Reste le crédit à donner aux justifications d’Aït Ahmed pour sa décision de participation à cette kermesse électorale. C’est tout le mythe « Da l’Hocine », ce personnage attachant, affectivement, cette figure d’authentique patriote, d’éternel résistant, l’inoxydable opposant à la barbarie et à l’arbitraire d’un pouvoir qui a confisqué lâchement la révolution du peuple algérien, qui se joue dans cette partie. En affaiblissant le camp qui résiste à la dictature ayant choisi de lutter dans la rupture avec le système, pour donner un crédit de légitimation à un pouvoir que tout indique qu’il est impossible à réformer, ce mythe, à la lumière du développement à court terme de la situation politique du pays, risque de prendre un coup très dur, sinon de s’effondrer tout simplement, brutalement. Alors ! De Da l’Hocine, les futures générations risqueront de ne retenir que l’épisode du président du FFS Aït Ahmed, le militant de la première heure du combat pour la libération nationale, qui a traversé toute l’histoire sombre de l’Algérie indépendante dans le combat pour l’instauration de la démocratie, mais qui, à la dernière minute, a préféré la reddition dans la collaboration avec l’ennemi qu’il a toujours combattu.

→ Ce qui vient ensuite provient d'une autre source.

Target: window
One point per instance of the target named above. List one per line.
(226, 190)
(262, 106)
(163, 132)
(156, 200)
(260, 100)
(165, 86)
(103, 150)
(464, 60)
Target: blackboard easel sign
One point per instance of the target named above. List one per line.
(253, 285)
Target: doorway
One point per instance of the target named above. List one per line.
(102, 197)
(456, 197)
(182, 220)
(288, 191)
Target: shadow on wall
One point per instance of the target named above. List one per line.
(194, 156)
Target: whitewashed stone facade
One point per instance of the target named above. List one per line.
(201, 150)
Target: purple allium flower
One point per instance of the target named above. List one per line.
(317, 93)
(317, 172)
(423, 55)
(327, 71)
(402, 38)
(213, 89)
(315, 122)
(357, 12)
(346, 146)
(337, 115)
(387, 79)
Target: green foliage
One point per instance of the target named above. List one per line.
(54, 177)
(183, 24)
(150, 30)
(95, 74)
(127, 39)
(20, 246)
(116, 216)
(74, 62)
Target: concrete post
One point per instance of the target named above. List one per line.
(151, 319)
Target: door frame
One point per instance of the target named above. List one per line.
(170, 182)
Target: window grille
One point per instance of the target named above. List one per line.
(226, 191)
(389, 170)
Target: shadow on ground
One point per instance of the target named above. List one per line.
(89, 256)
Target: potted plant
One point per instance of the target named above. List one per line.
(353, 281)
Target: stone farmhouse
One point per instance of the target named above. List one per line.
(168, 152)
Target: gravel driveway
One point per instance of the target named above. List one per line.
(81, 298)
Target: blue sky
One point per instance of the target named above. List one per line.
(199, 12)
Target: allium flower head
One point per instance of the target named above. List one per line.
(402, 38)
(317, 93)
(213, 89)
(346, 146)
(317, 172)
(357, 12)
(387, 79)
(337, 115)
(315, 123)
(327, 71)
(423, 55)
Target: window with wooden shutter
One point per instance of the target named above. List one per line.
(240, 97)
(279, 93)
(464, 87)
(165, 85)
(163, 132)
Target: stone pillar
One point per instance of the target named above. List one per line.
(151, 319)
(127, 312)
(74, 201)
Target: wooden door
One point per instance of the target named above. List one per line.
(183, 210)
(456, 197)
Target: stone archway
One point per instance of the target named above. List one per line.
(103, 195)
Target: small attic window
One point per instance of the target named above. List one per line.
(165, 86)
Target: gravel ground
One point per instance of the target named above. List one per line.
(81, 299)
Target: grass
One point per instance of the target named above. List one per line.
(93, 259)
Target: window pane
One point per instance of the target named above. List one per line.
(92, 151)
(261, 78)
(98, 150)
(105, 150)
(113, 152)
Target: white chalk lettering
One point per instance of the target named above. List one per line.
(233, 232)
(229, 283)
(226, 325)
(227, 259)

Quel crédit peut-on donner autrement aux justifications apportées à cette participation électorale ? Il nous dit que « notre but est dans la remobilisation politique et pacifique de notre parti et de notre peuple. C’est là l’essentiel de notre décision. Remettre du mouvement dans le statu quo ». Fallait-il pour cela donner son crédit à une dictature autiste, irréformable, corrompue et mafieuse, en sachant que cela contribuerait à rallonger sa survie et légitimer sa démarche cynique et perverse dans le but justement d’entretenir le statu quo et de renforcer sa crédibilité vis-à-vis de l’opinion publique ? Ce qui revient à dire, en quelque sorte, qu’il faut entretenir le statu quo pour mettre du mouvement dans celui-ci. Le parti pris des partisans de la rupture consistait plutôt à mettre du mouvement dans le statu quo par une pression permanente sur lui, en affaiblissant le pouvoir par le renforcement de son isolement du peuple, et en le privant de son soutien. Car, il nous semble évident que c’est au moment où le peuple n’y croit plus en l’État et en ses institutions, qu’il est plus disposé à se mobiliser en solidarité avec les partisans de cette posture de rupture, qu’avec ceux qui participent à ses enjeux, même en étant contre lui.

Le peuple et le camp des partisans de la rupture, qui se réduit de plus en plus en peau de chagrin, est à présent seul face à son destin, attendant que de nouvelles figures issues des nouvelles générations émergent dans le champ politique. Ayant une marge de temps de vie suffisante pour se projeter dans l’avenir, en traçant les contours d’un véritable Etat de droit. C’est peut-être là un signe des temps que le moment est venu pour que la nouvelle génération prenne la relève. Karim Tabbou en est l’incarnation, d’autant, qu’en plus de sa probité patriotique, il a pu s’imprégner pendant toute son expérience à la tête du FFS de l’esprit révolutionnaire du très expérimenté Hocine Aït Ahmed.